Die Nutzung der App kann der Arbeitgeber nicht wirksam einseitig anordnen. Soweit sich die Anordnung auf das private Smartphone bezieht, würde der Arbeitgeber durch seine Weisung bereits in erheblichem Umfang in die private Lebensführung und das Eigentum des Arbeitnehmers eingreifen. Aber auch auf dem Diensthandy kann die Nutzung nicht einseitig angeordnet werden, da auf diese Weise die datenschutzrechtliche Erlaubnis der Freiwilligkeit verloren ginge. Die Datenverarbeitung der App beruht darauf, dass jeder Nutzer sie freiwillig verwendet und eine Erkrankung freiwillig meldet (doppelte Freiwilligkeit). Bei einer Nutzungsanordnung durch den Arbeitgeber würde die Nutzung nicht mehr freiwillig erfolgen und damit eine unwirksame Datenverarbeitung vorliegen. Vor diesem Hintergrund ebenso problematisch sind sämtliche Maßnahmen, durch die ein mittelbarer Nutzungszwang erzeugt wird. So zum Beispiel die Anordnung, das Betriebsgelände nur unter Verwendung der App zu betreten.

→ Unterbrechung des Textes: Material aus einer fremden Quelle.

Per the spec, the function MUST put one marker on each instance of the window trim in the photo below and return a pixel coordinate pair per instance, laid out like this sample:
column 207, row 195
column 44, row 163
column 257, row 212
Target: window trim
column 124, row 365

In diesen Fällen spricht vieles dafür, dass die Weisung rechtswidrig ist und der Arbeitnehmer sie nicht befolgen muss. Da der Erfolg der App schließlich von vielen Determinanten (Einschalten des Bluetooth, Beisichführen des Smartphones, Freigabe der Daten) abhängt, setzt sie eine hohe Akzeptanz der Nutzer voraus. Etwaige Nutzungsanordnungen von Arbeitgeberseite ließen sich fernab der rechtlichen Probleme leicht umgehen und gefährden den Erfolg der App. In der Praxis kann eine entsprechende Nutzungsempfehlung durch den Arbeitgeber – in Abstimmung mit dem Betriebsrat – eine Option darstellen.

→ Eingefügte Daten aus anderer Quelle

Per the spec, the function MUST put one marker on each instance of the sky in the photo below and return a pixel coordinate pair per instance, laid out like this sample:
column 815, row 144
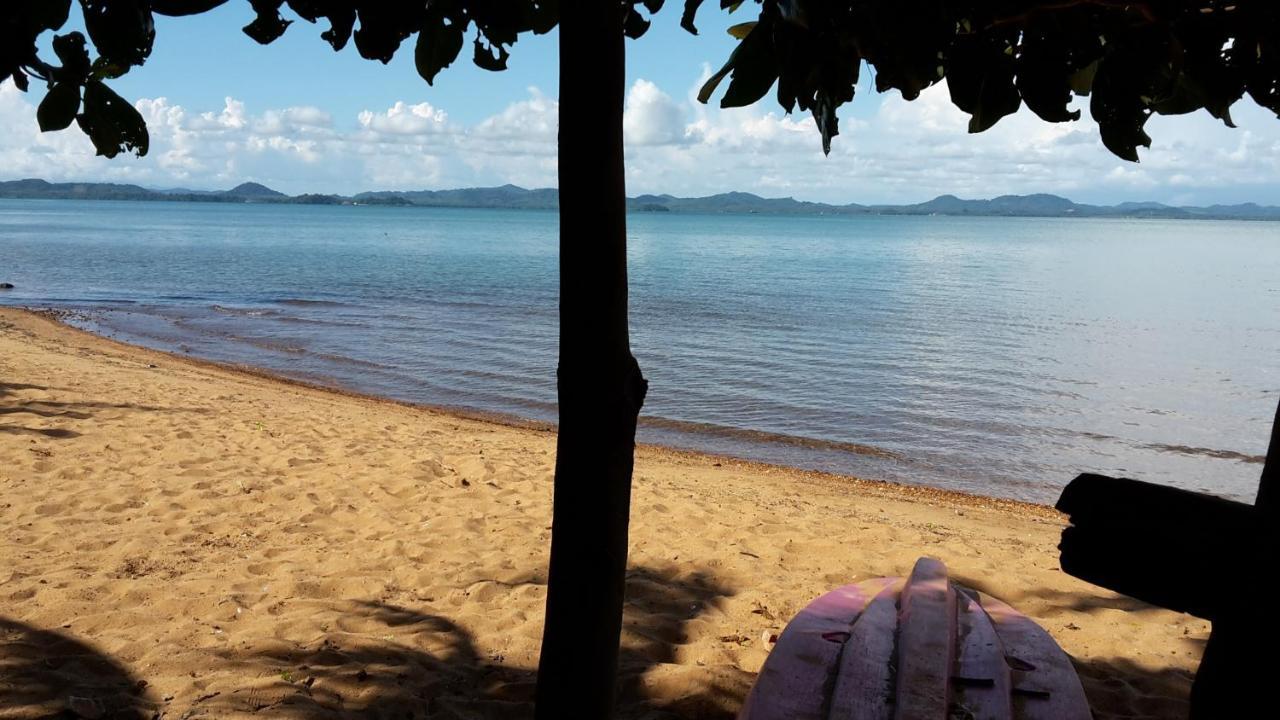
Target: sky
column 300, row 118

Mitbestimmungsrechte des Betriebsrates

Der Betriebsrat hat mitzubestimmen, wenn allgemeine Verhaltensregeln für den Betrieb erlassen werden (§ 87 Abs. 1 Nr. 1 BetrVG). Letzteres geschieht nicht nur durch die Anordnung der App-Nutzung, sondern bereits durch die Nutzungsempfehlung des Arbeitgebers, da es für die Mitbestimmung nicht auf die Rechtsverbindlichkeit der Maßnahme ankommt. Zugleich kann die Verwendung der App ein technisches Mittel zur Einhaltung der gesetzlich vorgeschriebenen Arbeitsschutzvorschriften darstellen, weshalb auch § 87 Abs. 1 Nr. 7 BetrVG einschlägig sein kann. Soweit der Betriebsrat also ohnehin eingebunden werden muss, sollte zugleich klargestellt werden, dass der Arbeitnehmer den Arbeitgeber bei einer entsprechenden Benachrichtigung durch die App unverzüglich informieren muss.

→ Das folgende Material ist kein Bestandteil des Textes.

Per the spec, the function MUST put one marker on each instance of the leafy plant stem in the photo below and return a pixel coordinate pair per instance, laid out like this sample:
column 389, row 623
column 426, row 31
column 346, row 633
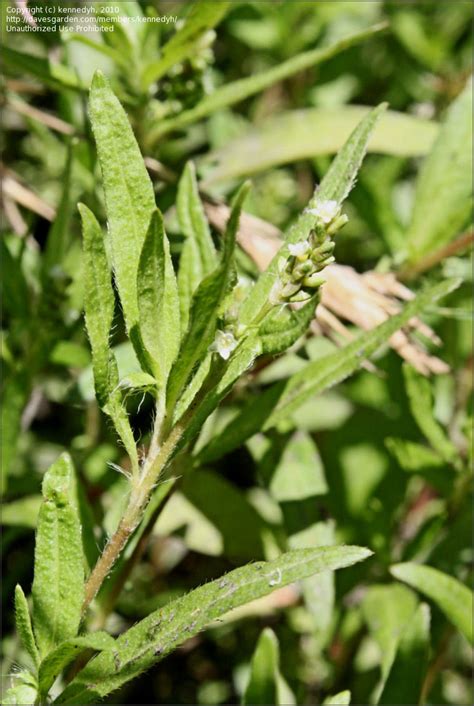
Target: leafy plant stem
column 140, row 494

Pflichten und Verantwortungsbereiche von Arbeitnehmer und Arbeitgeber

Soweit die Arbeitnehmer im Fall der Kenntnis eines entsprechenden Infektionsverdachts oder einer eigenen Erkrankung Mitteilungspflichten treffen, können Verstöße arbeitsrechtlich sanktioniert werden. Führt die unterlassene Meldung des Arbeitnehmers zu einem kausalen Schaden, wären zudem Schadensersatzansprüche des Arbeitgebers denkbar. Weiterhin sind Konstellationen vorstellbar, in denen Arbeitnehmer sich bewusst in Risikosituationen mit vielen Personen begeben oder in Kontakt zu einer infizierten Person treten, um eine entsprechende Mitteilung durch die App bzw. einen höheren Risiko-Score zu provozieren, was wiederum zu möglichen „Begünstigungen“ (Freistellung, Homeoffice) führen kann. Insoweit besteht eine Nebenleistungspflicht des Arbeitnehmers, sich nicht bewusst und gezielt in einen Zustand zu versetzen, in dem er seine Pflichten aus dem Arbeitsverhältnis nicht erfüllen kann. Arbeitnehmer werden daher jedenfalls gesetzlichen Vorgaben (Abstandsgebote, Maskenpflichten, Kontaktverbote) befolgen müssen. In der Praxis wird ein Verstoß gegen gesetzliche Vorgaben bei einer Meldung durch die App aber regelmäßig nicht nachgewiesen werden können, weshalb rechtliche Reaktionen nur eingeschränkt möglich sein werden. Es verbleibt die Möglichkeit einer ausdrücklichen Kommunikation gegenüber der Belegschaft, um diese hinsichtlich der Folgen etwaiger Verstöße zu sensibilisieren. Für die Nutzung der App sollten betriebsinterne Regelungen implementiert werden. Zu deren Inhalt wurde eingangs des Beitrages bereits ausgeführt.